Because now, dozens of years later,
that tree that grew from strange sprouts
crowding the spider plant on the sill, a puzzle to me then,
and with time snuffed out the baby spider buds for soil, space and sustenance,
room to grow and then outgrow that small pot to a larger one and then
a larger one yet, moving with us from apartment to house to house
where it now lives in the backyard,
bursting with abundance.
It took 25 years for that tree,
grown from thoughtlessly tossed seeds
by one too lazy to get off the couch and trash them,
to bear fruit.
It simply grew and followed us from home to home,
life to life, childhood to adulthood,
and then our children’s childhood to adulthood,
and our puppies and kittens and hamsters and birds and fish and frogs
to their graves,
some feeding the soil of tangerine tree roots,
finally strong enough
firm enough to bear the weight of hundreds of sweet orange sun nuggets.

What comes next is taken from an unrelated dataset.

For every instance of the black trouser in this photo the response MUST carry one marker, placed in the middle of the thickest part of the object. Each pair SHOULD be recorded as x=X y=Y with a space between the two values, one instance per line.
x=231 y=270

You, unwittingly, mindlessly, grew that tree you love so much now,
picking one tangerine each morning,
cold from the morning’s chill dew,
sucking its sugary juice and tossing the peel to the soil,
just like you planted it 31 years before,
when we were young and the tree was yet to be,
its fruit long time coming.
And now the fruit is plentiful and we are old and love infertile,
like sterile lovers circling, unwittingly trodding the soil of our graves.